Age 7 to 11 Challenge Level:
We had a good number of solutions sent in, thank you.  Here we will feature those of you who've looked at many possibilities. From George at Linton Heights Junior School
 we had the following:

a) $0$ rats and $300$ children
b) $1$ rat and $298$ children
c) $5$ rats and $290$ children
d) $10$ rats and $280$ children
e) $25$ rats and $250$ children
f) $50$ rats and $200$ children
g) $100$ rats and $100$ children
h) $125$ rats and $50$ children
i) $150$ rats and $0$ children 

From Patrick at Manorcroft Primary School we had this good explanation, well done:

There are $148$ different combinations of child and rat because I figured out that you could replace $1$ rat with $2$ children (because one rat has twice as many legs as a child) so the maximum possible children to rats are $298$ children to $1$ rat and the maximum possible rats to children is $149$ rats to $2$ children. If you take $1$ from $149$ to get $148$ possiblities.

Year $5
$ pupils from St Ambrose Catholic Primary School said;

There are many possible answers to this question, to find out how many children, you can start with the number of rats. You can go from $1$ rat to $149$ rats to work out how many children.  The rule is: multiply by $4$, take away from $600$, divide by $2$. 
For example, $1$ rat= $298$ children because $1$x$4=4 600-4=596, 596$ divided by $2=298$.
If we start with the number of children the rule is: multiply by $2$, take away from $600$, divide by $4$.
For example, $2$ children $ = 149$ rats because $2$x$2=4$, $600-4= 596, 596$ divided by $4= 149$.
There are some patterns that we noticed, such as: If you take $1$ away from the amount of rats, it adds $2$ to the amount of children. For example: $86$ children, $107$ rats; $106$ rats, $88$ children.

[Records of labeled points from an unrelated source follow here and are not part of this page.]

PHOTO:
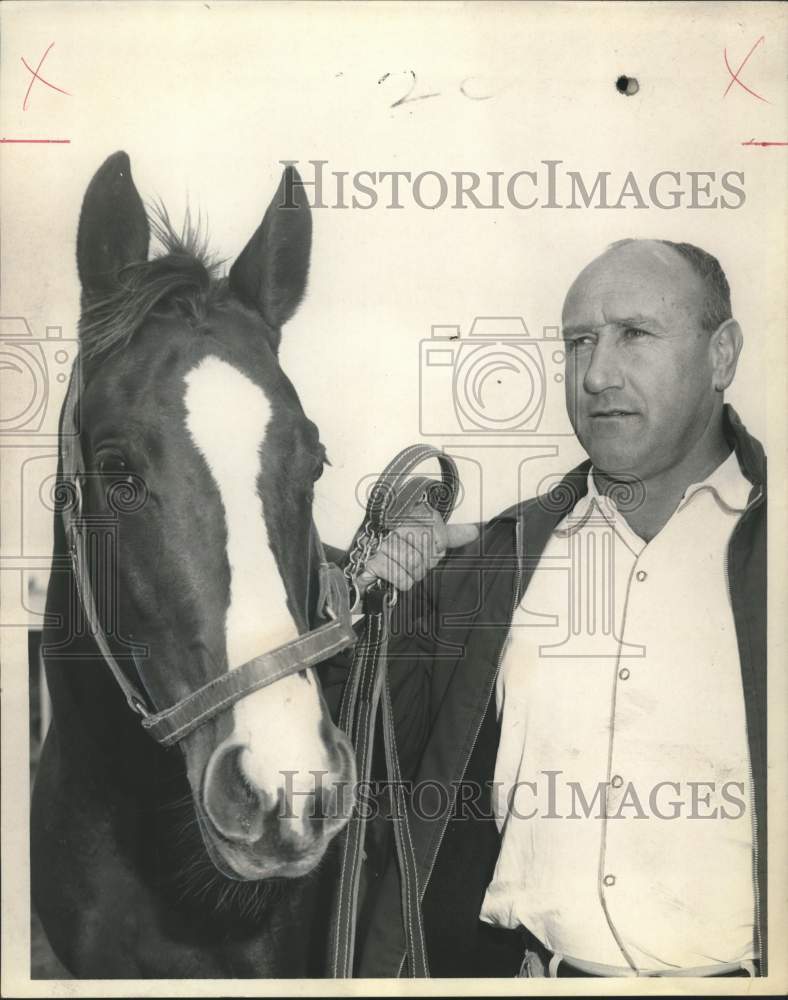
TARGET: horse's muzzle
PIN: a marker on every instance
(275, 832)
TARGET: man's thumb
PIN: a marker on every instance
(460, 534)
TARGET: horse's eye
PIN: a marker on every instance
(113, 464)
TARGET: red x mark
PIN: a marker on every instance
(735, 76)
(37, 76)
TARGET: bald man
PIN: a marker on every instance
(589, 686)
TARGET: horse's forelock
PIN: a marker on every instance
(182, 280)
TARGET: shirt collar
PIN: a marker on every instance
(726, 483)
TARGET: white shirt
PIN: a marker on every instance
(622, 672)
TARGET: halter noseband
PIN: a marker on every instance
(172, 724)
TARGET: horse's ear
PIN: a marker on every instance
(113, 227)
(270, 274)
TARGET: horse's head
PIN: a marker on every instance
(183, 393)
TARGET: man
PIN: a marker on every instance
(608, 811)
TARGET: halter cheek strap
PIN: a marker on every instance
(172, 724)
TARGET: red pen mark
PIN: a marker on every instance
(36, 140)
(37, 76)
(735, 76)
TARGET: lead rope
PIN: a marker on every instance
(366, 689)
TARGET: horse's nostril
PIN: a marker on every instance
(235, 808)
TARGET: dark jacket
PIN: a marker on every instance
(444, 659)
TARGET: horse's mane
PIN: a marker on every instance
(182, 279)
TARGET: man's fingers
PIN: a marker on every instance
(461, 534)
(412, 549)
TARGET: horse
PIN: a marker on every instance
(210, 858)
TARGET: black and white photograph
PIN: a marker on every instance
(386, 592)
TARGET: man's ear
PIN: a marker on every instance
(725, 346)
(113, 227)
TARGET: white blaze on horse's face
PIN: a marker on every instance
(227, 416)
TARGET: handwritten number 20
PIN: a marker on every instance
(469, 87)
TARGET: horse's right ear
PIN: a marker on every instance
(113, 227)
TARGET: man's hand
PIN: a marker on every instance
(413, 548)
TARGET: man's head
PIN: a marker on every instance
(651, 346)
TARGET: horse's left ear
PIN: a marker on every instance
(270, 274)
(113, 227)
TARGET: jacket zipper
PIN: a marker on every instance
(755, 884)
(481, 720)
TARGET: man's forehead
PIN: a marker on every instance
(644, 278)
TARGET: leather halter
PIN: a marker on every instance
(170, 725)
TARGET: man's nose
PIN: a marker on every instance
(604, 368)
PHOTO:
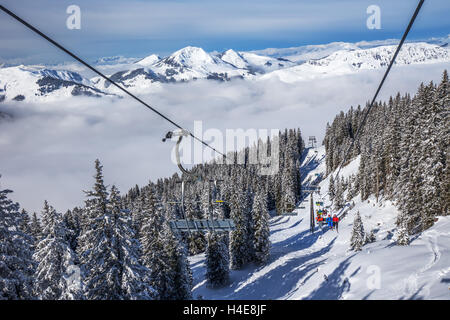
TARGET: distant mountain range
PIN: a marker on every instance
(44, 83)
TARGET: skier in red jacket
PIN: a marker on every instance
(335, 222)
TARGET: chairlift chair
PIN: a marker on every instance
(195, 225)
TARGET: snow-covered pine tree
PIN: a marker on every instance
(178, 271)
(217, 255)
(238, 237)
(55, 260)
(16, 265)
(97, 257)
(25, 226)
(217, 261)
(35, 227)
(339, 195)
(402, 232)
(441, 126)
(196, 241)
(261, 241)
(153, 246)
(332, 188)
(358, 236)
(126, 251)
(73, 226)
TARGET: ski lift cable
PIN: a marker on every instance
(59, 46)
(361, 125)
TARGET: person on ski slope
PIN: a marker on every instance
(330, 221)
(335, 222)
(320, 220)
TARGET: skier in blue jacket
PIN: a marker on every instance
(330, 222)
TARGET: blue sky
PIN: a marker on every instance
(136, 28)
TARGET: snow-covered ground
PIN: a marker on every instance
(319, 265)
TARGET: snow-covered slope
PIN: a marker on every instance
(37, 83)
(319, 265)
(193, 63)
(345, 61)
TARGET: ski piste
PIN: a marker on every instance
(301, 261)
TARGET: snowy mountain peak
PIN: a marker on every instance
(34, 83)
(232, 57)
(148, 61)
(189, 57)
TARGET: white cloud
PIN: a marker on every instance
(48, 151)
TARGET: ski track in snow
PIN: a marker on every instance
(319, 265)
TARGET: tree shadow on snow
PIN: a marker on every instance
(284, 229)
(335, 286)
(284, 279)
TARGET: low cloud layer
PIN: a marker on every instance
(48, 150)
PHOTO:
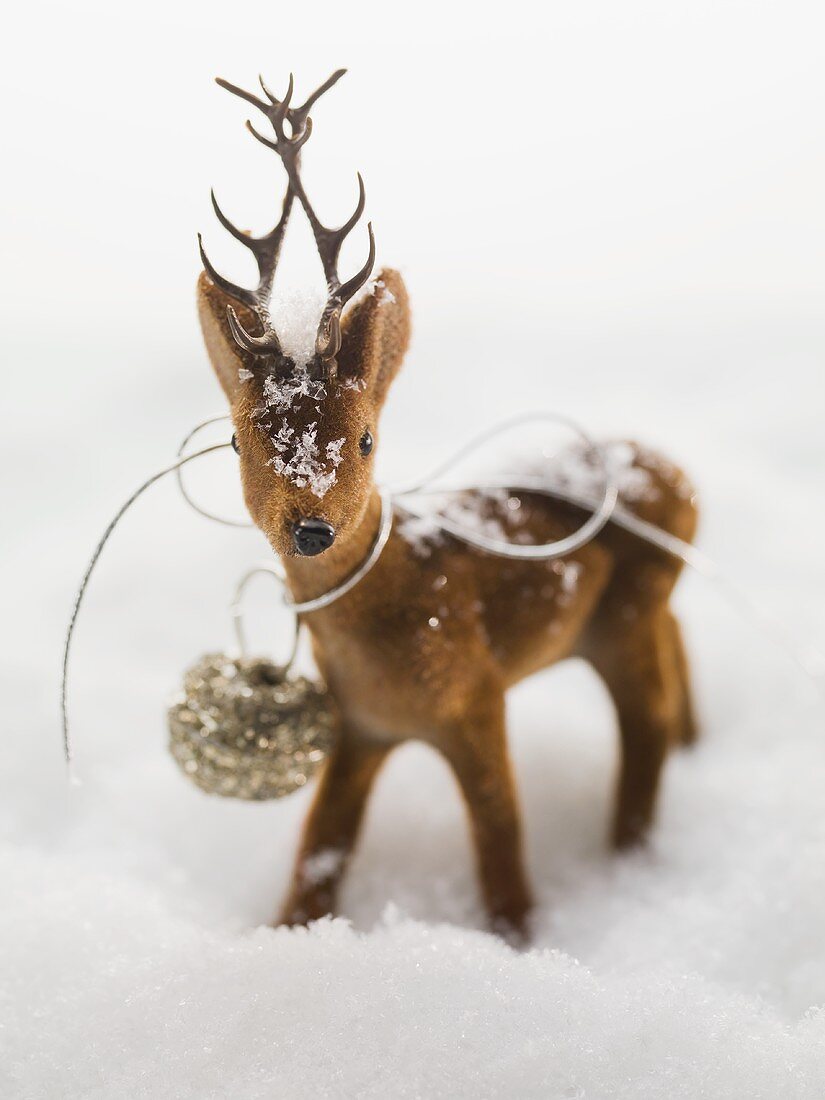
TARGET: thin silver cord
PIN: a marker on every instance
(81, 591)
(182, 485)
(237, 608)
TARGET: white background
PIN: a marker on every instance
(611, 210)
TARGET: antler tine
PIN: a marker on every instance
(267, 344)
(266, 249)
(240, 293)
(301, 112)
(243, 95)
(328, 341)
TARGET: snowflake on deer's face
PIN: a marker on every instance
(300, 457)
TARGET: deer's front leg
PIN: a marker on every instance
(476, 749)
(331, 828)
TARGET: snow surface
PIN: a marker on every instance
(670, 289)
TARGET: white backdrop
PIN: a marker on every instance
(613, 210)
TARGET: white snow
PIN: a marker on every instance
(298, 459)
(295, 315)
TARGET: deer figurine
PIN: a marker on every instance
(428, 642)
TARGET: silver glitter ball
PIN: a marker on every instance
(245, 730)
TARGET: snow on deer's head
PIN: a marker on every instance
(305, 426)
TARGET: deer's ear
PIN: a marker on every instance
(224, 354)
(376, 333)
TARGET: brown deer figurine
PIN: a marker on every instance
(428, 642)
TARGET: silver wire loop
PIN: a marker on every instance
(237, 609)
(182, 485)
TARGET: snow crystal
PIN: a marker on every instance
(298, 459)
(281, 394)
(575, 470)
(295, 316)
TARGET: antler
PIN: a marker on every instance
(266, 249)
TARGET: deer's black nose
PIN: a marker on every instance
(312, 536)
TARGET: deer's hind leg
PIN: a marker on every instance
(638, 656)
(475, 747)
(332, 827)
(688, 729)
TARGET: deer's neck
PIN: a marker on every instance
(310, 578)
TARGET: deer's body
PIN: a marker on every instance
(427, 644)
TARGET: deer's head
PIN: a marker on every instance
(305, 431)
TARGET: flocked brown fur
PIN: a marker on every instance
(426, 646)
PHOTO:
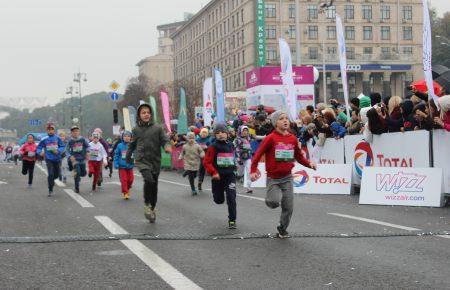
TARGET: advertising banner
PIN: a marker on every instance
(327, 179)
(265, 86)
(402, 186)
(441, 155)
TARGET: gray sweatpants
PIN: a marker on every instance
(281, 190)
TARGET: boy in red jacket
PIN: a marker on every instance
(28, 151)
(281, 149)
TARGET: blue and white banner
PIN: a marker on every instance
(427, 53)
(342, 60)
(220, 97)
(290, 95)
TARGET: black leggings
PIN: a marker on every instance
(28, 168)
(150, 187)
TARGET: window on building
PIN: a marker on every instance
(385, 33)
(349, 11)
(331, 12)
(368, 50)
(313, 32)
(271, 31)
(331, 32)
(407, 12)
(367, 33)
(271, 53)
(407, 50)
(312, 12)
(407, 32)
(350, 52)
(350, 32)
(367, 12)
(385, 12)
(271, 10)
(313, 53)
(291, 31)
(291, 10)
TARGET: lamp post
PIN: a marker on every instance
(78, 78)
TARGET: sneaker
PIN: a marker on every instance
(282, 233)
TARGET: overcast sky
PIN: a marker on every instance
(43, 42)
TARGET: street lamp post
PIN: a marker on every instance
(78, 78)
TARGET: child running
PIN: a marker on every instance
(28, 152)
(126, 173)
(244, 156)
(51, 148)
(281, 149)
(77, 149)
(148, 139)
(192, 155)
(204, 140)
(220, 163)
(97, 158)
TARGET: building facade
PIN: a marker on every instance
(383, 39)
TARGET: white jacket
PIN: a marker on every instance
(97, 152)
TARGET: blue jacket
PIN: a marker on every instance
(77, 148)
(49, 144)
(120, 157)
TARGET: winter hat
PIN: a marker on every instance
(276, 116)
(204, 130)
(220, 128)
(364, 102)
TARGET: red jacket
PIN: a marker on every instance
(28, 149)
(285, 148)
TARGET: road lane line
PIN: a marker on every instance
(208, 189)
(78, 198)
(163, 269)
(374, 222)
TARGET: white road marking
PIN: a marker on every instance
(78, 198)
(374, 222)
(163, 269)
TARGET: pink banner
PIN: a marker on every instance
(166, 110)
(271, 75)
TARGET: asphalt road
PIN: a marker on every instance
(413, 262)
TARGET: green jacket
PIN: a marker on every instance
(148, 139)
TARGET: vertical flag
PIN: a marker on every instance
(290, 95)
(182, 116)
(132, 111)
(166, 110)
(342, 60)
(208, 106)
(152, 103)
(220, 97)
(427, 53)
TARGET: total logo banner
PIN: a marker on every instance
(402, 186)
(327, 179)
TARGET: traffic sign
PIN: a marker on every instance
(114, 96)
(114, 85)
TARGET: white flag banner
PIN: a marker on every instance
(427, 53)
(342, 60)
(208, 105)
(290, 95)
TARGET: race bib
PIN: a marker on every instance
(284, 153)
(225, 159)
(77, 148)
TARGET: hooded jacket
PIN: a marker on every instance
(148, 139)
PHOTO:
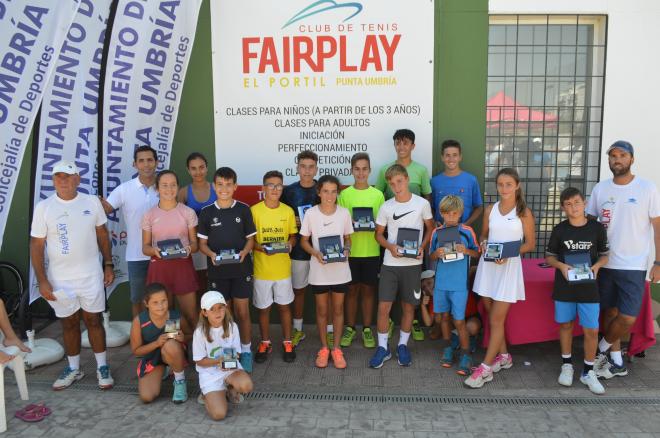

, who calls his school  "BG"
 sent in the following good explanation:

When working out the pattern for children/rats, I thought it would be a good idea to start with either everything as children or everything as rats. I decided to start with everything as children, which would be $300$ children and $0$ rats, since $600$ halved is $300$.

Then, I knew if I wanted to get all possible solutions, I'd need to come up with a pattern. My pattern was adding some of the children's legs, to the rats each time. But of course, since rats have twice as many legs as children, that wouldn't work, so I took away two children for every rat I added, as shown in the pattern below:

Children Rats Legs
$300$ $0$ $600 + 0$
$298$ $1$ $596+ 4$
$296$ $2$ $592 + 8$
$294$ $3$ $588 + 12$

I did that on and on, until I was certain, that every time, the legs would total up to $600$. By looking at the number of children, and noticing that it started at $300$, and got $2$ fewer each time, I divided $300$ by $2$, and then added on the $1$ possibilty, with $0$ children, to work out there would be $151$ possible solutions for this.

These solutions are really good. Well done, keep submitting solutions to other activities.